SENS INTERDIT


SENS INTERDIT
Thomas Hédouin



Un coup. Puis un second. Deux balles, tirées à sept mètres vingt de la cible initiale. Deux balles, 9 mm, Parabellum, crachées par le canon d’un SIG P210 modèle 49. Une véritable machine à tuer. Mais, malgré les deux impacts et les deux trous qui s’en suivirent, malgré le sang, les morceaux verts et gris et blancs et rouges de cervelle éparpillée, les lambeaux de peau - de celle du visage -, les os en miettes, le cartilage pulvérisé, malgré tout cela, il resta debout - cloué sur place, comme qui dirait. Le sang grumeleux coula sur lui et on aurait dit qu’il s’en foutait. Il n’avait pas bougé. Pas d’un millimètre. Seulement ces deux orifices, désormais, qui ornaient son revêtement métallique.

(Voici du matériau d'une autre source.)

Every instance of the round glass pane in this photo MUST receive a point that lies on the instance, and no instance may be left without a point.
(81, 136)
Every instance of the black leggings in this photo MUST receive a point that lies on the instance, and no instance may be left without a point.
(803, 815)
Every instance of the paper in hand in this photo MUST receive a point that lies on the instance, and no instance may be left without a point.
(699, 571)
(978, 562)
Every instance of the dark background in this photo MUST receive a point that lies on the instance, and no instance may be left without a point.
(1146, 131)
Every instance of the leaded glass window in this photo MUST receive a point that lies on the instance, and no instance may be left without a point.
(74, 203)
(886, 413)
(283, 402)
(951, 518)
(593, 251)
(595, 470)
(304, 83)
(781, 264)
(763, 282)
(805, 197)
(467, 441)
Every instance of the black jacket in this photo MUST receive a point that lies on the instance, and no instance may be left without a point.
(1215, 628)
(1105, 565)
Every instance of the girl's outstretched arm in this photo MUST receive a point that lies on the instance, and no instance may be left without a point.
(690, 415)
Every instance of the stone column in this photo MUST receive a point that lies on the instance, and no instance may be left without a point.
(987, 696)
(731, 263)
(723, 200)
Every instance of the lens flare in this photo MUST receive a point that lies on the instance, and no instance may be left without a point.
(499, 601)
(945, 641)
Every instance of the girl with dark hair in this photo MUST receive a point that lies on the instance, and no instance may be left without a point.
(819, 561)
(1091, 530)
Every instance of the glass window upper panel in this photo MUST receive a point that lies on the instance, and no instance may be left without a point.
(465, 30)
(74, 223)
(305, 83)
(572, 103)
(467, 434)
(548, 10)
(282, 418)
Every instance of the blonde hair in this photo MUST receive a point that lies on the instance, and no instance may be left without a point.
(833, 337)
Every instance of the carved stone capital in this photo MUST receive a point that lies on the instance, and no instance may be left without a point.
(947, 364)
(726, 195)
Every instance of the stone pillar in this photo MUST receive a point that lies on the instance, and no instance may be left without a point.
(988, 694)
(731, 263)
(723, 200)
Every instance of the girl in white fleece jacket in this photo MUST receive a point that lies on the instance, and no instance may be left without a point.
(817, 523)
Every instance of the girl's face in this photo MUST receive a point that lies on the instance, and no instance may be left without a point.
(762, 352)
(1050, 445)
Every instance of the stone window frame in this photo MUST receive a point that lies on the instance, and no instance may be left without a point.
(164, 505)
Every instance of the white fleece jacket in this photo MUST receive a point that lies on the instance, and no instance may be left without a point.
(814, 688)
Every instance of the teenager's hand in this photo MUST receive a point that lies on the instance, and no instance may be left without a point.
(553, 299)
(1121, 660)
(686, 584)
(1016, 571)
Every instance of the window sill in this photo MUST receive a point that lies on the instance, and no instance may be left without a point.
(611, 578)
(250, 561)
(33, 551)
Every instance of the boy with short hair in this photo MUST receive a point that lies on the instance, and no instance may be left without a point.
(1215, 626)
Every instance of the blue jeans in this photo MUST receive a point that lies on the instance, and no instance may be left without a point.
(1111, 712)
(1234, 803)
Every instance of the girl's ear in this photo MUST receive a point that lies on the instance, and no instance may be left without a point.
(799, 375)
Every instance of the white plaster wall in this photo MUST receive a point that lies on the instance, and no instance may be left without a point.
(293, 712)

Et le bruit, cette décharge d’enfer, ce brasier, cette éructation de la mort. Par deux fois répété. Il ne parviendra jamais à l’oublier, à ne plus l’entendre. Ces crissements suraigus qui maintenant lui harcèlent les tympans, comment jamais s’en défaire ? Et l’odeur de la chair brûlée ? Et le goût des cheveux souillés ? Et le contact de la cervelle, de la cervelle qui gicle et qui glisse tout le long de lui, les milliards de cellules à présent mortes et qui s’amassent et dont les circonvolutions ne sont plus qu’illusoires, oubliées déjà, un souvenir, à peine ?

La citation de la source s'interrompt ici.